So viel geben Eltern für Nachhilfe aus

Der AK-Nachhilfebarometer 2026 wurde vom Institut IFES im Auftrag der AK Wien durchgeführt, bundesweit wurden dafür von März bis Mai 2026 (repräsentativ) 3.208 Eltern mit insgesamt 4.728 Schulkindern befragt. Auch unter den Volksschulkindern ist der Bedarf bereits hoch, 23 Prozent davon brauchen Nachhilfe.Â
Drei Viertel der Kinder und Jugendlichen (76 Prozent) lernen fast täglich mit ihren Eltern und insgesamt ein Viertel (23 Prozent) fast täglich mit den Eltern, sagte AK Wien-Bildungsexpertin Elke Larcher. Laut der Studie würden in Summe 68 Prozent der Eltern ihre Kinder mehrmals pro Woche beim Lernen unterstützen. Dies sei anstrengend für die Eltern und auch dysfunktional. Menschen ohne Matura falle dies viel schwerer und dies führe zu Bildungsvererbung. 28 Prozent der bezahlten Nachhilfefälle führen Eltern direkt auf Defizite im Unterricht zurück, weil der Stoff nicht ausreichend vermittelt wurde oder Unterricht ausgefallen ist. Rund 40 Millionen Euro der privaten Nachhilfeausgaben fließen so in jene individuelle Förderung, die eigentlich in der Schule stattfinden müsste, so die AK.

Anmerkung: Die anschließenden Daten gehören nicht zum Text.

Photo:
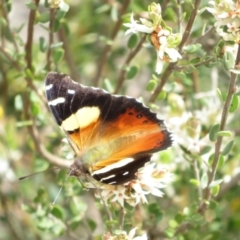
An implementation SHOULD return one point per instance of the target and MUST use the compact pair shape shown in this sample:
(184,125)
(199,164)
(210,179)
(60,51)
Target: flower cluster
(149,180)
(124,236)
(164,41)
(227,14)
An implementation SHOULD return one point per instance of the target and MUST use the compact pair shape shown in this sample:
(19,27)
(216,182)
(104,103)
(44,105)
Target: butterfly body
(113,136)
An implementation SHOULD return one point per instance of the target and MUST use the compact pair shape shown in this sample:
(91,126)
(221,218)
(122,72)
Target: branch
(168,71)
(225,187)
(50,38)
(212,172)
(107,48)
(129,58)
(37,140)
(68,55)
(28,46)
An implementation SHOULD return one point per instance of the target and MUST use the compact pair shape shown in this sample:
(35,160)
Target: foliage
(196,95)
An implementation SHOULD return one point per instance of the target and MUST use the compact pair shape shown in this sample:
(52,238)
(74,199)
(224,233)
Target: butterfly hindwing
(113,136)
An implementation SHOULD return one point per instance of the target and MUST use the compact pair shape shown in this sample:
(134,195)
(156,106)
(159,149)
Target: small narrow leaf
(58,55)
(151,85)
(219,93)
(195,182)
(162,95)
(31,5)
(57,211)
(215,183)
(132,41)
(42,44)
(224,134)
(213,132)
(234,103)
(228,148)
(132,72)
(221,161)
(44,17)
(205,150)
(215,190)
(204,180)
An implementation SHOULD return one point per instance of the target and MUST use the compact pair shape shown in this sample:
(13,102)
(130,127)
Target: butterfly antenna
(30,175)
(53,203)
(100,194)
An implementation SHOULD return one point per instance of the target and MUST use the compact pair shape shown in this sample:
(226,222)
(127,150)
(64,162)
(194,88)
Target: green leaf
(228,148)
(44,17)
(56,45)
(132,72)
(215,190)
(228,60)
(56,25)
(215,183)
(192,48)
(42,44)
(155,210)
(132,41)
(18,103)
(194,182)
(180,75)
(205,150)
(114,12)
(234,104)
(179,217)
(64,7)
(57,211)
(58,55)
(213,132)
(236,71)
(221,161)
(31,5)
(213,204)
(195,60)
(224,134)
(151,85)
(162,95)
(91,224)
(204,180)
(219,93)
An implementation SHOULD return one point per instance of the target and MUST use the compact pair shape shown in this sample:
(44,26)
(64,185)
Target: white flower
(149,180)
(161,37)
(227,14)
(134,27)
(124,236)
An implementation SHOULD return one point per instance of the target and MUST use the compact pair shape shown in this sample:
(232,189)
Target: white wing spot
(71,91)
(48,87)
(56,101)
(118,164)
(112,183)
(81,119)
(111,176)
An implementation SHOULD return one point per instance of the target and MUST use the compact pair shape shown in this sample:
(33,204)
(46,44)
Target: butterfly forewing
(113,135)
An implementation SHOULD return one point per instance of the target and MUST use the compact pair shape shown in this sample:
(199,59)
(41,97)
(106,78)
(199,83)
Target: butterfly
(113,136)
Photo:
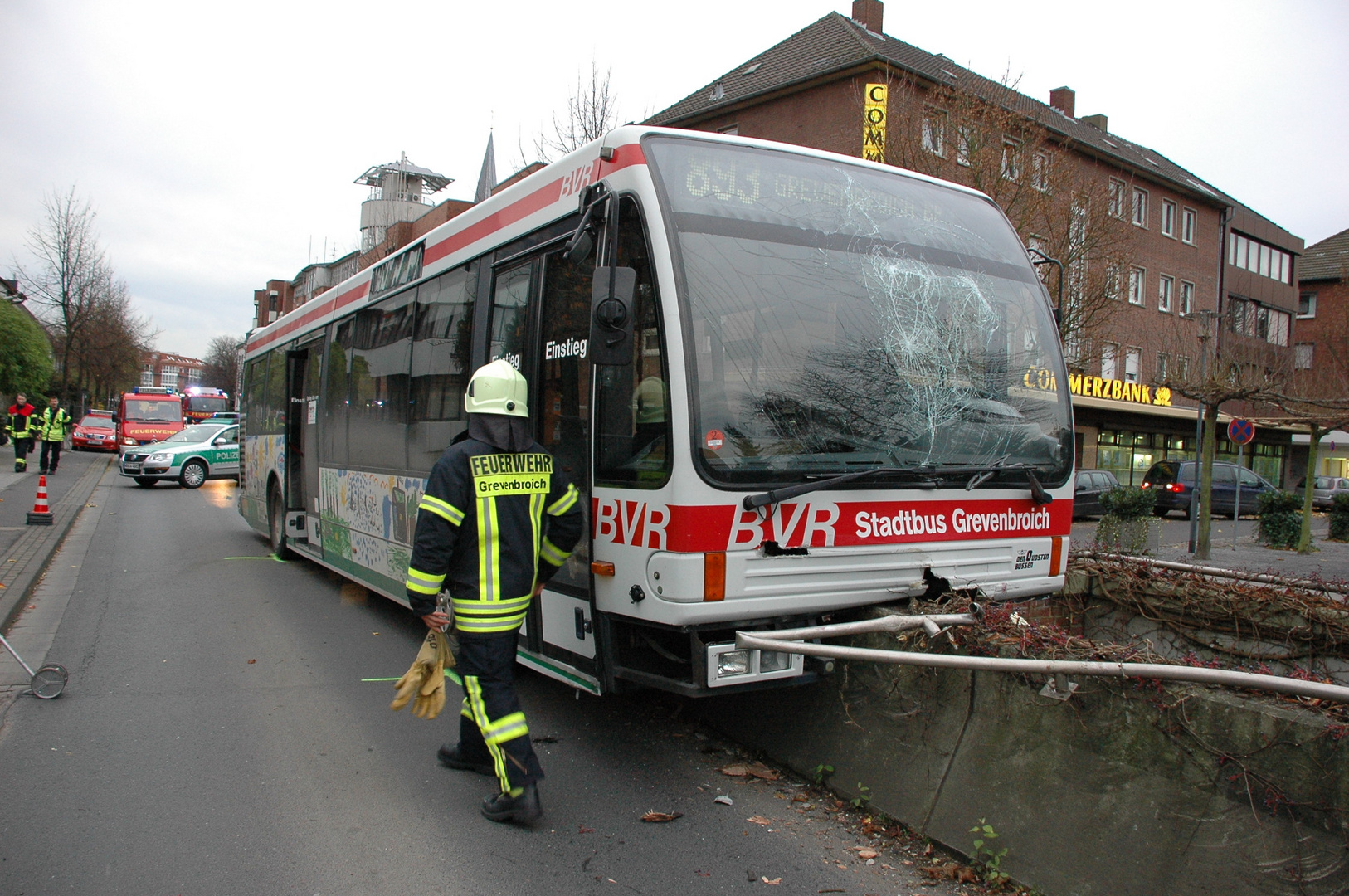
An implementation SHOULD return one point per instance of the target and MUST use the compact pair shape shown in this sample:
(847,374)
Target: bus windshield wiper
(928,480)
(754,502)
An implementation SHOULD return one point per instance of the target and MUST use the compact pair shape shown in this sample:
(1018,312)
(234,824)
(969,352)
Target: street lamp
(1205,323)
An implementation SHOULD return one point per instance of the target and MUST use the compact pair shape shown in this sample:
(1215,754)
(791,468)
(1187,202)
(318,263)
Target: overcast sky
(219,142)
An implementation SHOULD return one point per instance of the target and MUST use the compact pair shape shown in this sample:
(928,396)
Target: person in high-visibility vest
(54,426)
(21,426)
(495,523)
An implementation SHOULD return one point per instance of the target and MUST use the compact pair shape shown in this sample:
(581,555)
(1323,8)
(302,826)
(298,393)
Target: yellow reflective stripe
(506,729)
(480,714)
(422,582)
(552,553)
(566,502)
(441,509)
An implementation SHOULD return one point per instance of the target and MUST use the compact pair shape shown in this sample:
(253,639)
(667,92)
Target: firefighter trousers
(491,725)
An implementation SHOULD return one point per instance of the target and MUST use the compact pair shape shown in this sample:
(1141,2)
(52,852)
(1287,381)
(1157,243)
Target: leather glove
(414,679)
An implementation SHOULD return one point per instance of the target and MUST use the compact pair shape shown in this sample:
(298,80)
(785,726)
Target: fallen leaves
(750,769)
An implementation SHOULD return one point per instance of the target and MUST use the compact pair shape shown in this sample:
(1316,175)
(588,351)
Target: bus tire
(192,474)
(277,523)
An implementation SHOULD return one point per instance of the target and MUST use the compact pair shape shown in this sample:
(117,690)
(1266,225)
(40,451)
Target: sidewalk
(25,549)
(1327,562)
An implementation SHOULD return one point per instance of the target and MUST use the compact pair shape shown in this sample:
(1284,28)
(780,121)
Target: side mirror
(611,316)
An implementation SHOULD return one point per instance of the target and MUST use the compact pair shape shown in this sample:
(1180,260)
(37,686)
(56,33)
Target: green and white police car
(192,456)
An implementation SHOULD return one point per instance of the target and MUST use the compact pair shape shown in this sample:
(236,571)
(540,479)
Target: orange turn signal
(713,577)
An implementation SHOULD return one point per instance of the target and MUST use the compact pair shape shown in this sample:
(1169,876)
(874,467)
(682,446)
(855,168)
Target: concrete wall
(1123,790)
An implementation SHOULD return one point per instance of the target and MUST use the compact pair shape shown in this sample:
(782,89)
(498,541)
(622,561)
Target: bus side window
(441,343)
(378,387)
(631,420)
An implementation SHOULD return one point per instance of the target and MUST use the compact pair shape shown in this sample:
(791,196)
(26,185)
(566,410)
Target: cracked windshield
(842,319)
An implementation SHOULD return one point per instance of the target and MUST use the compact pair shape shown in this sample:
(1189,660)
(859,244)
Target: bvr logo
(579,180)
(633,523)
(790,525)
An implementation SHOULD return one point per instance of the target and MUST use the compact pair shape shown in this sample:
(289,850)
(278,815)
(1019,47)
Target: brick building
(1321,336)
(1183,250)
(170,372)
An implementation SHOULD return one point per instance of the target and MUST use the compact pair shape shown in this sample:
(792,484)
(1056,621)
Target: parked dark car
(1086,494)
(1174,480)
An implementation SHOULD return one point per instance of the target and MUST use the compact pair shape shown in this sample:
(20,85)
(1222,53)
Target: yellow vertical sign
(873,123)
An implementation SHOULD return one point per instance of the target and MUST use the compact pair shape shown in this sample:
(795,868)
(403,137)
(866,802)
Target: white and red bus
(200,402)
(790,383)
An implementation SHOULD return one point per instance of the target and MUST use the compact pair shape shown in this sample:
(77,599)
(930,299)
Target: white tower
(397,193)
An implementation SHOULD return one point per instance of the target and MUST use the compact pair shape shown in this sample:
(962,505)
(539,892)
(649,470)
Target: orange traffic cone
(41,513)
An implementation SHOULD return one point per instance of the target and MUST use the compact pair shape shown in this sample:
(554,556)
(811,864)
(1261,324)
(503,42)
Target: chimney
(868,14)
(1064,100)
(1096,120)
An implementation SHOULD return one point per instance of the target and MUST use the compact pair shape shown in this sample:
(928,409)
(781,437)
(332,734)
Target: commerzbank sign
(1086,386)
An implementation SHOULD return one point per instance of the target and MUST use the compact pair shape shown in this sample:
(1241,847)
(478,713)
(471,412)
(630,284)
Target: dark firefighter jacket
(490,527)
(21,422)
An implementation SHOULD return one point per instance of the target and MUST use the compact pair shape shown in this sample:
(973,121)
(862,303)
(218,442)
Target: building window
(1140,207)
(1108,353)
(1168,219)
(1137,277)
(965,144)
(1040,172)
(934,131)
(1186,299)
(1189,224)
(1011,159)
(1259,258)
(1306,305)
(1116,197)
(1132,364)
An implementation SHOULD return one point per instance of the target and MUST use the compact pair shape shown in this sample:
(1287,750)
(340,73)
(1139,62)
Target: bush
(1127,525)
(1340,519)
(1280,519)
(1127,502)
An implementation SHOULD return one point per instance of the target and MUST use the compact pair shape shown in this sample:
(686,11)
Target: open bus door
(304,368)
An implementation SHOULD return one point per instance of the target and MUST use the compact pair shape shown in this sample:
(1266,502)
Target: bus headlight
(733,663)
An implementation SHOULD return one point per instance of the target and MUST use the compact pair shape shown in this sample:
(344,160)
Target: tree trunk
(1310,491)
(1204,543)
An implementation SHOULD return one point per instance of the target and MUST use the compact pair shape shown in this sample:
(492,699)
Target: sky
(219,142)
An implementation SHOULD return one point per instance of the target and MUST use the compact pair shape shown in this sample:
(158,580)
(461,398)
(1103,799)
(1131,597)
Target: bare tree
(222,359)
(592,111)
(71,273)
(1059,202)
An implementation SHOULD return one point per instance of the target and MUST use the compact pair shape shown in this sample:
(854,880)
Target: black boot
(521,810)
(450,758)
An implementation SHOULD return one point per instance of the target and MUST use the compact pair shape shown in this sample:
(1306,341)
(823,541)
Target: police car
(192,456)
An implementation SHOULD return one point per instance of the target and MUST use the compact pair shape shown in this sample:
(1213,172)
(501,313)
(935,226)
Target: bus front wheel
(277,523)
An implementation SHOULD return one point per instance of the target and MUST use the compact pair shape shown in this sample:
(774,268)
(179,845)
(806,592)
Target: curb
(34,549)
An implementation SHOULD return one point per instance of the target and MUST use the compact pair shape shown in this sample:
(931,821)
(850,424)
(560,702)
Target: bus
(146,415)
(790,385)
(200,402)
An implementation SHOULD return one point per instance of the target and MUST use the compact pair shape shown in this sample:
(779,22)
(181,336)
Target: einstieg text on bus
(790,385)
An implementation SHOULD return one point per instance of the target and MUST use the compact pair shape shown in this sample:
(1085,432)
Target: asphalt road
(219,736)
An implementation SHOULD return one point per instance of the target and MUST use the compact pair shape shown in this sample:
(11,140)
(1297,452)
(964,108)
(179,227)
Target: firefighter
(495,523)
(53,426)
(22,428)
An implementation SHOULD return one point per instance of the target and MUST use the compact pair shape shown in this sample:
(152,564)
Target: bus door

Bei mehr als der Hälfte der Schüler (52 Prozent) soll mit der Nachhilfe eine Note verbessert werden. Nachhilfe werde immer mehr zum Symptom des zunehmenden „Bulimie-Lernens“ – also „kurzfristiges Auswendiglernen von Lernstoff für Prüfungen, ohne dass dieser nachhaltig verstanden oder behalten wird“, hieß es seitens der AK. 28 Prozent brauchen Nachhilfe, um eine Nachprüfung oder eine negative Zeugnisnote abzuwenden. Bei jedem vierten Kind (23 Prozent) nennen die Eltern einen anderen Grund: Der Stoff wurde nicht ausreichend erklärt.
Kosten pro Kind gesunken
Neben dem Gesamt-Anteil der Kinder, die Nachhilfe erhalten (32 Prozent), blieben auch die schulische Gratis-Nachhilfe (acht Prozent) und die private unbezahlte Nachhilfe (zehn Prozent) auf ähnlich hohem Niveau wie in der Vorjahres-Erhebung. Die durchschnittlichen Ausgaben pro Kind sind hingegen von 800 auf 720 Euro gesunken. Der Grund dafür sei, dass Nachhilfe seltener regelmäßig über das gesamte Schuljahr hinweg und häufiger gezielt vor Schularbeiten und Tests in Anspruch genommen werde, hieß es.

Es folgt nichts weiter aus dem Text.